Search Engines: New and Developing Search Engines

phil bradley

Search Engines: New and Developing Search Engines

Phil Bradley looks at some existing search engines and also some new ones to bring you up to date on what is happening in the world of Internet search engines.

In the last edition of Ariadne, I wrote about a few search engines that had come to my attention. Obviously the summer months are a fruitful period of development for search engine producers, because I've got a new crop to write about again! There are also some useful Web pages about search engines and developments in existing search engines that I've also discovered, so I'll be making mention of those as well.

Search Engines

A9

A9 [1] is the search engine provided by a wholly owned subsidiary of Amazon, and pulls results from the Google database, and I spoke about it in some detail in the last issue of Ariadne [2]. Since describing it, some new features have been added to the search engine which have, in my opinion, improved what was already a very good offering indeed. There is now a beta test version called 'Discover' which A9 uses to look at the Web pages that you've visited, matches them with information from Alexa [3] and suggests related Web sites, categories, frequently visited sites and movers and shakers, all based on your individual research using the search engine. You do however need to register and log in before you can use this. It's a great idea, and clearly A9 is attempting to explore the holy grail of personalisation very quickly, though I suspect that they need to do some more work in this area, since I was being suggested sites that really had nothing whatsoever to do with the sample searches that I'd been running on it, though in fairness they say the results are more accurate if you use their toolbar, but then they would say that.

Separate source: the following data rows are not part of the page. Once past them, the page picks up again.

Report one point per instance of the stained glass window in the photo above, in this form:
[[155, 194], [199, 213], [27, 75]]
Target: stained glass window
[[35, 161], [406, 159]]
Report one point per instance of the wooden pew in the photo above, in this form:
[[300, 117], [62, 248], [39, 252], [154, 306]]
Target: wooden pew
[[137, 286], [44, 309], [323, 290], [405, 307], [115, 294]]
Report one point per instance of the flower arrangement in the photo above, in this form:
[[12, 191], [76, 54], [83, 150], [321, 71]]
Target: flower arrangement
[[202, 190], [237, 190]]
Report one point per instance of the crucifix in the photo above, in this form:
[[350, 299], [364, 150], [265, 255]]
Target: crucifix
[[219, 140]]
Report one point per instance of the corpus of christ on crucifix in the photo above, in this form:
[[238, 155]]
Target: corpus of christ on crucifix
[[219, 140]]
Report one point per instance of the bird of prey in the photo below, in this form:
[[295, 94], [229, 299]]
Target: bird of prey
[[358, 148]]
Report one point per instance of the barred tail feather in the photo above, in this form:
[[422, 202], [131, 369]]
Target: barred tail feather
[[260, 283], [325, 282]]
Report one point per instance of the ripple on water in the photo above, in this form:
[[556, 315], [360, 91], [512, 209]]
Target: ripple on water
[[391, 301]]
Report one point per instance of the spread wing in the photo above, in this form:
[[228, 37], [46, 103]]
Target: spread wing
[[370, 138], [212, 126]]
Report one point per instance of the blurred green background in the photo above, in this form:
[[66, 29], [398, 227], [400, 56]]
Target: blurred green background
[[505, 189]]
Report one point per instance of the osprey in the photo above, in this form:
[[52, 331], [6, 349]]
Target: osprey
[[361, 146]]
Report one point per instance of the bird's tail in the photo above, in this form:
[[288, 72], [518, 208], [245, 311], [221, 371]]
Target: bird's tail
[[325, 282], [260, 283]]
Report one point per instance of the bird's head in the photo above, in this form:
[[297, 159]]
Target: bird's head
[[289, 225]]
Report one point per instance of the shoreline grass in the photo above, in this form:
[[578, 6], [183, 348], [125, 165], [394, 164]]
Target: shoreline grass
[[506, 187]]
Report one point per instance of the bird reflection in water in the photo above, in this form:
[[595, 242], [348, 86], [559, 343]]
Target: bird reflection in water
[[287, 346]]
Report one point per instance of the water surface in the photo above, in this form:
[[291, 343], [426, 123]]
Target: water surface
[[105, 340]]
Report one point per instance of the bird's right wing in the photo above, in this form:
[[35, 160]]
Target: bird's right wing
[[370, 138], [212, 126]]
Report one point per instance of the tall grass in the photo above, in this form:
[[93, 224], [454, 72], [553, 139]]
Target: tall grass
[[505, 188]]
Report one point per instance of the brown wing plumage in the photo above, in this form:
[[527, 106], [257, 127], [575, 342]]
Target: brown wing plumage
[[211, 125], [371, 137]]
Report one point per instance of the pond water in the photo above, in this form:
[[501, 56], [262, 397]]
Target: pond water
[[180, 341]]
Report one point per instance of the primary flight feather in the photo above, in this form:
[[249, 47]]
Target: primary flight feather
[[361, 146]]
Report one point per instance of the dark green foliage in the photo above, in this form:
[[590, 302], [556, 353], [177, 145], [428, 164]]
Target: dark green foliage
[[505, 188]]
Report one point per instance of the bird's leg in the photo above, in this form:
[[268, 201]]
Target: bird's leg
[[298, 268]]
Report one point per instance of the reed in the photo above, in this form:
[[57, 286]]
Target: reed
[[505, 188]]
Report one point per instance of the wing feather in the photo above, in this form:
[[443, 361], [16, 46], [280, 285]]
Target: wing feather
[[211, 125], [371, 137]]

Another option is to store a list of bookmarks on one of the other Home Page utilities that are available. It's easy, once you've run a search, to be able to drop a particular page into the bookmark option, and I suppose that it's slightly quicker than using the Favorites option from the browser bar, but if you're doing a particular set of searches it may be preferable to use the A9 feature to avoid cluttering up your Favorites list any more than it is already.

There is also a diary function, which is only available in conjunction with the toolbar offering. This allows users to take notes on any Web page that they visit, and then find them again using a search function, or by going directly to the diary. Since these notes are not held locally they are always going to be available regardless of whatever machine you use to access the Internet (with the limiting factor that the toolbar needs to be loaded). It's a useful function and provides you with a better way of remembering why you visited a Web page in the first place and why it was so useful to you. How much more useful it would be however if it could be used in conjunction with a group of people, where you and your colleagues could comment on pages and share this information backwards and forwards automatically whenever any of you visited that particular page! Eurekster [4] is already a long way down that general avenue of sharing data between a group of people, so it shouldn't be long before it appears on the horizon.

Peerbot

Peerbot [5] is a strange little search engine, but it was quite fun to play with, so I thought I would bring it to your attention. This engine just searches for favicons. A favicon is a small icon that some Web authors use to make their sites slightly different, and to stand out a little bit more. You're already used to seeing them, even if you didn't realise it. If you glance up towards the top left of your brower window, and look just to the right of Address, and just to the left of the URL of the page that you're looking at, you'll see a small image - probably a piece of paper with a dog eared right top corner, with a lower case 'e' superimposed on the front of it. That's the default favicon that Internet Explorer adds, though of course if you're using a different browser you may well not see this image at all. Enterprising Web authors are now starting to make use of favicons themselves, by adding small (16x16 pixel) images into their root directories. When Explorer visits the page, it will load the author-designed favicon instead of the default version. You can make your own favicons very easily by visiting the Favicon Web site [6] and you can also learn more about them there as well.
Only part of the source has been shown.